Human-Oriented Built Environment Lab, School of Architecture, Civil and Environmental Engineering, École Polytechnique Fedérale de Lausanne, Lausanne, Switzerland.
Human-IST Institute, Department of Informatics, University of Fribourg, Fribourg, Switzerland.
J Expo Sci Environ Epidemiol. 2023 May;33(3):396-406. doi: 10.1038/s41370-022-00495-w. Epub 2022 Nov 8.
Modern health concerns related to air pollutant exposure in buildings have been exacerbated owing to several factors. Methods for assessing inhalation exposures indoors have been restricted to stationary air pollution measurements, typically assuming steady-state conditions.
We aimed to examine the feasibility of several proxy methods for estimating inhalation exposure to CO, PM, and PM in simulated office environments.
In a controlled climate chamber mimicking four different office setups, human participants performed a set of scripted sitting and standing office activities. Three proxy sensing techniques were examined: stationary indoor air quality (IAQ) monitoring, individual monitoring of physiological status by wearable wristband, human presence detection by Passive Infrared (PIR) sensors. A ground-truth of occupancy was obtained from video recordings of network cameras. The results were compared with the concurrent IAQ measurements in the breathing zone of a reference participant by means of multiple linear regression (MLR) analysis with a combination of different input parameters.

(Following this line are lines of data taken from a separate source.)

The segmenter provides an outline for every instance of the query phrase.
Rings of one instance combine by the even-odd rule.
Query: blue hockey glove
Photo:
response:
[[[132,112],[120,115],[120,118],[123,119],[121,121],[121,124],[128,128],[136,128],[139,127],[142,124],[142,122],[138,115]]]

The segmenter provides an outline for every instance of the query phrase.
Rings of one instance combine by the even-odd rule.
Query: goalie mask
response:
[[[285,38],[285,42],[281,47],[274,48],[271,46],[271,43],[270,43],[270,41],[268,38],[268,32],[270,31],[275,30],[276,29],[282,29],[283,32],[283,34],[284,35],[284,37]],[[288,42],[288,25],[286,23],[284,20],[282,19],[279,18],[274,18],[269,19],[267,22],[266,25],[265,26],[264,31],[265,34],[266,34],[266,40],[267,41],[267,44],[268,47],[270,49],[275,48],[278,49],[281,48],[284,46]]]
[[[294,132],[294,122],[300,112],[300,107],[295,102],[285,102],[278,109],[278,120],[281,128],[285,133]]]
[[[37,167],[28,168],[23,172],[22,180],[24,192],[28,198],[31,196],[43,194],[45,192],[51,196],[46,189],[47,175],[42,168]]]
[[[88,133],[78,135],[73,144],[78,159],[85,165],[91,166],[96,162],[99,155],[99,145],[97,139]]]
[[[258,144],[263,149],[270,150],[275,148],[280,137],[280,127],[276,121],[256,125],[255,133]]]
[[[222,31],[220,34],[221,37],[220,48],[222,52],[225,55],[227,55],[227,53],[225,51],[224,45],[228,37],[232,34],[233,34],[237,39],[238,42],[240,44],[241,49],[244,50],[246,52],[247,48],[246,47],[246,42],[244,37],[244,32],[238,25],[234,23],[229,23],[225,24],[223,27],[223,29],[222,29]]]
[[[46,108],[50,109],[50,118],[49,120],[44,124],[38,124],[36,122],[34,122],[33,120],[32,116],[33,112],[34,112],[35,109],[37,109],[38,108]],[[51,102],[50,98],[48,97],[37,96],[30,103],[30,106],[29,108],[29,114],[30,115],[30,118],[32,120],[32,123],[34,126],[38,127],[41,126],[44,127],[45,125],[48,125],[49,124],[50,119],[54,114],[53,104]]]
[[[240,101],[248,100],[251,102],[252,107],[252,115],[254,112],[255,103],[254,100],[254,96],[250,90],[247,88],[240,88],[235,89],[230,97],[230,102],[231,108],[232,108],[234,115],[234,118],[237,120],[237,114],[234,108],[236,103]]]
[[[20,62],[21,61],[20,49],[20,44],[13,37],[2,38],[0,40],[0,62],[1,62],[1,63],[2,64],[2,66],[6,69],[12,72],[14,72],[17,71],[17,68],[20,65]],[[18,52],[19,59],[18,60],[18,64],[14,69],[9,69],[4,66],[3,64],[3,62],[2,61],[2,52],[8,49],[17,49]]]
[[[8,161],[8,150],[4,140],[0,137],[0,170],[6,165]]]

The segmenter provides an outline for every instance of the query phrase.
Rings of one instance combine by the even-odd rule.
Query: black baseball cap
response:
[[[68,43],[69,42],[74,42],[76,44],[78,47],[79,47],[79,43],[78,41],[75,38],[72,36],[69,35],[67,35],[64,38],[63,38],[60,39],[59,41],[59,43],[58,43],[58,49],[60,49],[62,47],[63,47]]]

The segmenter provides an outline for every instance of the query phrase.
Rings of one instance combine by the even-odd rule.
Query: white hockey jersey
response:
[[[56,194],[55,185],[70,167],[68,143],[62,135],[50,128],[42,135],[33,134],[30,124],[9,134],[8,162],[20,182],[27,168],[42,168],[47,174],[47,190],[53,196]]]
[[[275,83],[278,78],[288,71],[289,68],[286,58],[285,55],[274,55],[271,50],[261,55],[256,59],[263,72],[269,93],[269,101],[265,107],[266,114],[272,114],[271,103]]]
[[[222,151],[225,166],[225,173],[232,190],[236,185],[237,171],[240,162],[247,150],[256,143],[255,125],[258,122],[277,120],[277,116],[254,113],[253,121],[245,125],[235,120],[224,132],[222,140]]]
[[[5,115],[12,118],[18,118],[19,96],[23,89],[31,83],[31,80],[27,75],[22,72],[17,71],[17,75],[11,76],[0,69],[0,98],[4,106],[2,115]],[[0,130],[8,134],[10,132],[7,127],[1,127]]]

Segregating data onto sitting and standing activities could lead to improved accuracy of exposure estimation model for CO and PM by 9-60% during sitting activities, relative to combined activities. Stationary PM and PM monitors positioned at the ceiling-mounted ventilation exhaust in vicinity of the seated reference participant accurately estimated inhalation exposure (adjusted R² = 0.91 and R² = 0.87). Measurement at the front edge of the desk near abdomen showed a moderate accuracy (adjusted R² = 0.58) in estimating exposure to CO. Combining different sensing techniques improved the CO exposure detection by twofold, whereas the improvement for PM exposure detection was small (~10%).
This study contributes to broadening the knowledge of proxy methods for personal exposure estimation under dynamic occupancy profiles. The study recommendations on optimal monitor combination and placement could help stakeholders better understand spatial air pollutant gradients indoors which can ultimately improve control of IAQ.
由于多种因素,与建筑物内空气污染物暴露相关的现代健康问题愈发严重。室内吸入暴露评估方法一直受到限制,通常假定为稳态条件。
我们旨在研究几种估算模拟办公环境中 CO、PM 和 PM 吸入暴露的替代方法的可行性。
在模拟四个不同办公环境的受控气候室内,人类参与者执行了一系列预定的坐立办公活动。研究了三种替代感应技术:固定室内空气质量(IAQ)监测、佩戴腕带监测个体生理状态、被动红外(PIR)传感器检测人员存在。通过网络摄像机的视频记录获取占用的真实情况。将结果与参考参与者呼吸区的同时 IAQ 测量值进行比较,通过多元线性回归(MLR)分析,结合不同输入参数进行分析。
将数据分为坐立活动,可使 CO 和 PM 的暴露估算模型的准确性相对于综合活动提高 9-60%。位于靠近坐立参考参与者的天花板式通风排气口的固定 PM 和 PM 监测器可准确估计吸入暴露量(调整 R²=0.91 和 R²=0.87)。位于办公桌前缘靠近腹部处的测量值在估算 CO 暴露方面具有中等准确性(调整 R²=0.58)。结合不同的感应技术可将 CO 暴露检测提高两倍,而 PM 暴露检测的改善较小(约 10%)。
本研究有助于拓宽在动态占用情况下进行个人暴露估算的替代方法的知识。研究对最佳监测器组合和放置的建议可以帮助利益相关者更好地理解室内空气污染物的空间梯度,从而最终改善室内空气质量控制。